Kur’ân-ı Kerîm’de muharrem kelimesi ay ismi olarak geçmemekle birlikte saldırıya uğrama durumu hariç savaşın haram olduğu aylardan söz edilerek bu aylara saygı gösterilmesi emredilmiştir (el-Bakara 2/191, 194, 217; el-Mâide 5/2, 97; et-Tevbe 9/5, 36). Resûl-i Ekrem haram ayları zilkade, zilhicce, muharrem ve receb olarak açıklamıştır (Buhârî, “Meġāzî”, 77; “Tevḥîd”, 24; Müslim,
Resûl-i Ekrem, muharrem ayını “Allah’ın ayı” olarak nitelendirip ramazandan sonraki en faziletli orucun bu ayda tutulan oruç olduğunu ifade etmiştir (Müslim, “Ṣıyâm”, 202-203; Nesâî,)
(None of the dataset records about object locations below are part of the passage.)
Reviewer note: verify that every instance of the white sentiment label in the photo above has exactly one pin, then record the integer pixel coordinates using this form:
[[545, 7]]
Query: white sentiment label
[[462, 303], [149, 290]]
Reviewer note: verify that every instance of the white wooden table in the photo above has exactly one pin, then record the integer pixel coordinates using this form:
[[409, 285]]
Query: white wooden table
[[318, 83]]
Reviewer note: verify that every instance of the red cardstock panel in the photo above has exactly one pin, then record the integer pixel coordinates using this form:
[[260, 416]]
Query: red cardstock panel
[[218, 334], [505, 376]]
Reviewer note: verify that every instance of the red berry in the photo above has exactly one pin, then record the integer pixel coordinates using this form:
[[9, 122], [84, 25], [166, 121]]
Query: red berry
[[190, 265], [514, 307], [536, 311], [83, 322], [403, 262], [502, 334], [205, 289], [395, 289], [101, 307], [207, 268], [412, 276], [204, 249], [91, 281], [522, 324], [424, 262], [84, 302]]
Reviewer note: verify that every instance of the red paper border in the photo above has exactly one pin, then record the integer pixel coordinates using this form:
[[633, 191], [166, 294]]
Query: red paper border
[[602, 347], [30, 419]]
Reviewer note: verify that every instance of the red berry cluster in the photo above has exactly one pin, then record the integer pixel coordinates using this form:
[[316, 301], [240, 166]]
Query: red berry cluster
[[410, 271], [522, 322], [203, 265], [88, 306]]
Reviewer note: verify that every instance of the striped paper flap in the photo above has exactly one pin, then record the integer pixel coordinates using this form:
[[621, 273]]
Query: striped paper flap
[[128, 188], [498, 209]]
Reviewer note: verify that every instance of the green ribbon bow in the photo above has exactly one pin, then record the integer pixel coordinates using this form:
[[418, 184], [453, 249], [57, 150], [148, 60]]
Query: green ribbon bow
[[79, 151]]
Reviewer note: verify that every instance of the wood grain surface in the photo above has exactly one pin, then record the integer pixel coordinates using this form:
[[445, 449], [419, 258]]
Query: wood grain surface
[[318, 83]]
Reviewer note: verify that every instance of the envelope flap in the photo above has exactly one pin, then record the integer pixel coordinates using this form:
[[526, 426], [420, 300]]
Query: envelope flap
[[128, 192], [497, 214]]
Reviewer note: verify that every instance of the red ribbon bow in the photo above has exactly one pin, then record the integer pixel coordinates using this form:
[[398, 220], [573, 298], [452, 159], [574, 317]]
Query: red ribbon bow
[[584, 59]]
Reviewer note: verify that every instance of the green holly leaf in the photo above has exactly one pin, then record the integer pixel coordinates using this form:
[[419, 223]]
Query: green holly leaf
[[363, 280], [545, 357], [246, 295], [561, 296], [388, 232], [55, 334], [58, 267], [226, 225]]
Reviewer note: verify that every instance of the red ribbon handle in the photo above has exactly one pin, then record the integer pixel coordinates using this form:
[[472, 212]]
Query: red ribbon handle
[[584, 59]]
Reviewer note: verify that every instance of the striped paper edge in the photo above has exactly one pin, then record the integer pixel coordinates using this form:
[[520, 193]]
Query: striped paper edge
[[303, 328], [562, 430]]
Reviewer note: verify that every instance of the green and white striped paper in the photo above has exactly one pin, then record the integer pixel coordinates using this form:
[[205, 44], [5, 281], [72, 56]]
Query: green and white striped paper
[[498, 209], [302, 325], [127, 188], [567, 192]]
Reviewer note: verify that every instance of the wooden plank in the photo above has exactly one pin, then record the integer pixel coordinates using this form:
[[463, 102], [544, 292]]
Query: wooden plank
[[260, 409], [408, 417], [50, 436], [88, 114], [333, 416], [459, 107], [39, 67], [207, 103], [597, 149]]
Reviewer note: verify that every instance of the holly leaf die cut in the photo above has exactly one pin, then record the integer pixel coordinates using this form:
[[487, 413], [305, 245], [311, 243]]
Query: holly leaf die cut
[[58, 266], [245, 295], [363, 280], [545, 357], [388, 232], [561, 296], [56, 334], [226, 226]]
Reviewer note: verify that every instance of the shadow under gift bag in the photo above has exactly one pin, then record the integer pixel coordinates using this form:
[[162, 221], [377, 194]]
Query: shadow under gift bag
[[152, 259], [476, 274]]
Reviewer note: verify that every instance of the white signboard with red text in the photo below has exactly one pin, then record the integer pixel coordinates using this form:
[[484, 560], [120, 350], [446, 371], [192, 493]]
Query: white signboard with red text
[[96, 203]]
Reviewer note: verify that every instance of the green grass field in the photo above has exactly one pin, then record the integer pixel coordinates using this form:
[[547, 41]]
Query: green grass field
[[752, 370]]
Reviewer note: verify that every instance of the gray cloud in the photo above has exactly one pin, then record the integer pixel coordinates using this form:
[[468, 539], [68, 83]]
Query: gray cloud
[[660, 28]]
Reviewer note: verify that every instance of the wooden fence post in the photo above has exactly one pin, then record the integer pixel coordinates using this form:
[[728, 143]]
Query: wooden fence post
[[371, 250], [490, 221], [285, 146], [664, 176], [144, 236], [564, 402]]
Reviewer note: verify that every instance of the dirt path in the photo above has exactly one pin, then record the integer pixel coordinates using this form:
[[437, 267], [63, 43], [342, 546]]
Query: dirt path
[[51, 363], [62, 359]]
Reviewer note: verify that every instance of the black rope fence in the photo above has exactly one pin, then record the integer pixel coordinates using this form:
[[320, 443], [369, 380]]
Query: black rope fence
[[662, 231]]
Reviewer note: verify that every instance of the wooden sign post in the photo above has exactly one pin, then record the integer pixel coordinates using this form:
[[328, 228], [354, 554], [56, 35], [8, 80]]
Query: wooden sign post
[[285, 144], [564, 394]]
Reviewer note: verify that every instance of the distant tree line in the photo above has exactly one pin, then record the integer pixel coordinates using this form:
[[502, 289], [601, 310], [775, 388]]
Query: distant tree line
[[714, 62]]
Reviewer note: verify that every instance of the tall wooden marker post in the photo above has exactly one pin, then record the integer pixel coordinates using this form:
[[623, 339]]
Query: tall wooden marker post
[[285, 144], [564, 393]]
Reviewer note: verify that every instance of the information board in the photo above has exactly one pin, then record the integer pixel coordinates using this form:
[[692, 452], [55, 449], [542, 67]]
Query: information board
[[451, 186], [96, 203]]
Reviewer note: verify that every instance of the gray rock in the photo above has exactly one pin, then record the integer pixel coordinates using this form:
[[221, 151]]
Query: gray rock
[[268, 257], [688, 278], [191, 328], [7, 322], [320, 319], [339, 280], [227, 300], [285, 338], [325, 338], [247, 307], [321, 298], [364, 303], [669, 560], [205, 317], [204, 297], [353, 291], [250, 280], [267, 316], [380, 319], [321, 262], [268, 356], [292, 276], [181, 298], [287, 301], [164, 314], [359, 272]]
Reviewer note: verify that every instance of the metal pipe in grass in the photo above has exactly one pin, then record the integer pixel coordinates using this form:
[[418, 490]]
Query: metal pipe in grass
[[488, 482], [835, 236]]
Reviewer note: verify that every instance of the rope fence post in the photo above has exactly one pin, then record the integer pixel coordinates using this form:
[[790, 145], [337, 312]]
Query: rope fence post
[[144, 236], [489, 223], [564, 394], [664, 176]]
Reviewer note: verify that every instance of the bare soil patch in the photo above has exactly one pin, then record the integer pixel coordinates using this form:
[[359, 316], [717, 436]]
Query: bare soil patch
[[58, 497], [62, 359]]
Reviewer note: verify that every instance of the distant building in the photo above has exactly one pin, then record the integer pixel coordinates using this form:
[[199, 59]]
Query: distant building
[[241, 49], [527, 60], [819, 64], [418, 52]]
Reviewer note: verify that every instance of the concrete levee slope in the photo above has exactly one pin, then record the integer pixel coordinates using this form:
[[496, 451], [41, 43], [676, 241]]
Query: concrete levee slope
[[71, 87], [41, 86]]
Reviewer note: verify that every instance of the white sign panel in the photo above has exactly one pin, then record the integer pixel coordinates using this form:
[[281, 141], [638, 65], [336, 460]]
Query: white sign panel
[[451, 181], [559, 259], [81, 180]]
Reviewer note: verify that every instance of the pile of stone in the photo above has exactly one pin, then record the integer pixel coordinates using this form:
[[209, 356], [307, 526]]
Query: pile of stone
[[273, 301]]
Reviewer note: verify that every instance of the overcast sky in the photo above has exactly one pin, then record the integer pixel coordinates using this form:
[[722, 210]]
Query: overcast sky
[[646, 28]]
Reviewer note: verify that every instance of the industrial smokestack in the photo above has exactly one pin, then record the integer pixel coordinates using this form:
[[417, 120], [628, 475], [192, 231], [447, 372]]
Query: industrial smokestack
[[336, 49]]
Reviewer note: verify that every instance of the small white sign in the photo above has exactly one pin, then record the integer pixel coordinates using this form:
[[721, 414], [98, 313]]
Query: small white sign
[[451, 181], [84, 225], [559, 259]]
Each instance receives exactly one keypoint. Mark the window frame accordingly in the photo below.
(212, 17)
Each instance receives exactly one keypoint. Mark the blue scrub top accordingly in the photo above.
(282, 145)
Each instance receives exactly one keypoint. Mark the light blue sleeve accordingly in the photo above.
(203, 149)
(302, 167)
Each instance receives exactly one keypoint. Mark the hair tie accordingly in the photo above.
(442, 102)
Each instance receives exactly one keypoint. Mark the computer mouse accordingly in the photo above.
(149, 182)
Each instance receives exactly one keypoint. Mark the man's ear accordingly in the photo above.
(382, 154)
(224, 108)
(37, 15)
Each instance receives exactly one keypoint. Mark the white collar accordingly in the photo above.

Muharrem ayının onuncu günü “âşûrâ” diye adlandırılır. Sâmî dinlerde özel bir yere sahip bulunan âşûrâ gününde Câhiliye Arapları da oruç tutardı. Hz. Peygamber risâletten önce ve Medine’ye hicretinden sonra bugünde birkaç defa oruç tutmuş, müslümanlara da tutmalarını emretmiş, ramazan orucunun farz kılınmasıyla birlikte bu orucu isteğe bırakmıştır. Resûl-i Ekrem muharremin sadece onunda değil dokuz ve on birinci günlerinde de oruç tutulmasını tavsiye etmiştir (Buhârî, “Ṣavm”, 69). Hanefî ve Mâlikî mezheplerinde muharremin dokuzuncu günü ile birlikte onuncu günü ya da onuncu günü ile on birinci günü oruç tutulması sünnet kabul edilmiştir. Şâfiîler ise bu ayın dokuz ve onuncu günlerinde oruç tutmayı müstehap sayar. Hanefî mezhebine göre muharremin sadece onuncu günü oruç tutulması yahudileri taklit etme anlamına gelebileceği için mekruhtur. İbn Kayyim el-Cevziyye muharrem ayındaki oruçların en faziletlisinin dokuz, on ve on birinci günlerinde tutulan oruç olduğunu, daha sonra da dokuz ve onuncu günlerin, bunun ardından yalnız onuncu günün geldiğini ifade eder (Zâdü’l-meʿâd, II, 76).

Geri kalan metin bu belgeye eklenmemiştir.